Ogni anno circa cinquanta milioni di tonnellate di prodotti agricoli vengono scartati in Europa (4,5 milioni soltanto in Gran Bretagna) prima di arrivare sotto gli occhi dei consumatori, soltanto perché non rispecchiano certi standard di forma e dimensioni. E questo, denuncia il professor Reay, alla faccia di «un terzo della popolazione mondiale che è costantemente sottoalimentato». Lo spreco e la beffa: perché coltivare quei milioni di tonnellate di frutta e verdura costa anche in termini di energia, risorse e dunque «impronta» ambientale, l’equivalente (calcolano all’Università di Edimburgo) delle emissioni di 400 mila veicoli.

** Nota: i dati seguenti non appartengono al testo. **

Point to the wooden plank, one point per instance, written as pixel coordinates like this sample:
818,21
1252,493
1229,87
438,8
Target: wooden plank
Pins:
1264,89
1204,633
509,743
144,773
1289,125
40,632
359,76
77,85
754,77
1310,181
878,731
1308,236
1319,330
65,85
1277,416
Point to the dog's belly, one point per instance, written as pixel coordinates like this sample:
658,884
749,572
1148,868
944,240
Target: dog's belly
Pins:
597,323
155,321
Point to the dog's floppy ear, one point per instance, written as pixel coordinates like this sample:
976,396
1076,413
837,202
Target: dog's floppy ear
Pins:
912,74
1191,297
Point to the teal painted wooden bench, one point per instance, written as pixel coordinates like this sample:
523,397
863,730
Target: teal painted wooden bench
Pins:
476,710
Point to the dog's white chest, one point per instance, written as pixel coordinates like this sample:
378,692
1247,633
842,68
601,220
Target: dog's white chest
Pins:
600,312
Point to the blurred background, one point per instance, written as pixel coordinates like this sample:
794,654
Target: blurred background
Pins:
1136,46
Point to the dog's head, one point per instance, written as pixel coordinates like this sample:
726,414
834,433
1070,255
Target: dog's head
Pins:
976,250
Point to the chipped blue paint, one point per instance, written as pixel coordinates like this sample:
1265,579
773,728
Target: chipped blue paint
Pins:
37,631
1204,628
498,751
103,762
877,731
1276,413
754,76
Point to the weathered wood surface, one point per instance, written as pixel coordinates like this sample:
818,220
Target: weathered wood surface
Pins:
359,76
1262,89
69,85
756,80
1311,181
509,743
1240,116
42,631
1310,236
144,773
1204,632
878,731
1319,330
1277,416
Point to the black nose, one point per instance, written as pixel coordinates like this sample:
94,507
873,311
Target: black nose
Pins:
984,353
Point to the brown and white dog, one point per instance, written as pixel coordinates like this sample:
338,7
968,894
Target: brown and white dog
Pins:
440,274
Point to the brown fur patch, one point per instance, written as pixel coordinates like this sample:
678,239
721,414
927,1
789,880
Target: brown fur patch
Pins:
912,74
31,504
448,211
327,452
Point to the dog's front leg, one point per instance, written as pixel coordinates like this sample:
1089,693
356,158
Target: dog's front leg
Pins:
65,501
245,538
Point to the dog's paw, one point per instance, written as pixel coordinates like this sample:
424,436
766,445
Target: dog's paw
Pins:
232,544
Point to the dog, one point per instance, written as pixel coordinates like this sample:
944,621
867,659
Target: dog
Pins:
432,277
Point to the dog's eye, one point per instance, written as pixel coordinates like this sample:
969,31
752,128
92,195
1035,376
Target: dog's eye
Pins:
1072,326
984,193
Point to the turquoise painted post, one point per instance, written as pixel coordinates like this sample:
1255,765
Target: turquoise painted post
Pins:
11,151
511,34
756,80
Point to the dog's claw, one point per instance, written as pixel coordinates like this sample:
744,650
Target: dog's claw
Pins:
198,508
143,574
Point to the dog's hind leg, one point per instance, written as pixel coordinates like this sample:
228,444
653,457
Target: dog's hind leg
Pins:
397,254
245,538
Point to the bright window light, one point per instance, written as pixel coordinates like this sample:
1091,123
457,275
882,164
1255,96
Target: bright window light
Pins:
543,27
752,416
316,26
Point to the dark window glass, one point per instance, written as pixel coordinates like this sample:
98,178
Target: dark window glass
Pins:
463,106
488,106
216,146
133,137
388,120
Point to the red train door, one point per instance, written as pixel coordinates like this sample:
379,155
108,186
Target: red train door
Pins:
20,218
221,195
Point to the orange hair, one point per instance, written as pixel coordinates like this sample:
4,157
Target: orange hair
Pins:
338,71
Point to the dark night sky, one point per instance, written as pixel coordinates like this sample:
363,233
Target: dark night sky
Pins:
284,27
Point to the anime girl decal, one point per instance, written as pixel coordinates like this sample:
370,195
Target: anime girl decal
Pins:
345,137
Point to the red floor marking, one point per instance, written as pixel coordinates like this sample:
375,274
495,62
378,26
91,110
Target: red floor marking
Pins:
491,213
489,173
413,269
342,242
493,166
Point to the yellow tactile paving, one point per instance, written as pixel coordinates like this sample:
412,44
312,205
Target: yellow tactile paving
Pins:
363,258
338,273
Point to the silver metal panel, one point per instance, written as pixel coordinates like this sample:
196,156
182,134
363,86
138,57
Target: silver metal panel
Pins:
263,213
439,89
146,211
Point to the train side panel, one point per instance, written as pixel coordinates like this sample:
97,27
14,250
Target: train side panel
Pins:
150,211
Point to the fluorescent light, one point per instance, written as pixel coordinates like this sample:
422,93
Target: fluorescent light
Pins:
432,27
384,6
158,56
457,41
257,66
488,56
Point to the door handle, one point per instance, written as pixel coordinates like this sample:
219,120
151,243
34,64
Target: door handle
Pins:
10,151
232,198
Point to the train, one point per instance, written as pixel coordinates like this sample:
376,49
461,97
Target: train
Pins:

«Incoraggiare le persone a essere meno schizzinose nei confronti della frutta “brutta ma buona” potrebbe portare a una notevole riduzione degli sprechi», commenta Stephen Porter, un altro dei ricercatori che hanno lavorato al rapporto, in un mondo che già butta via per motivi vari 1,6 miliardi di tonnellate di cibo (un terzo della produzione totale, secondo le ultime stime — in continuo aumento — del Boston Consulting Group rese note pochi giorni fa). Come buttare via 1,2 miliardi di dollari, più o meno due terzi del Pil italiano.
Convincere i consumatori, ma allo stesso tempo adeguare la regolamentazione adattandola non a criteri «cosmetici» ma di sostanza. I ricercatori di Edimburgo sostengono che alcuni standard applicati dalla Ue potrebbero essere modificati a vantaggio di tutti (produttori compresi). E la classificazione in categorie I e II dei «prodotti freschi» potrebbe anche adottare idee «creative» per non buttare più la roba: le carote classificate come «imperfette» per le loro ridotte dimensioni potrebbero per esempio rientrare nella categoria delle «baby carote». Secondo lo studio scozzese, le principali vittime dello «scarto estetico» sono proprio le carote (10% della massa totale) e, ancora di più, le patate (77%). Dateci la patata bitorzoluta e la brutta carota: un delitto buttarle via.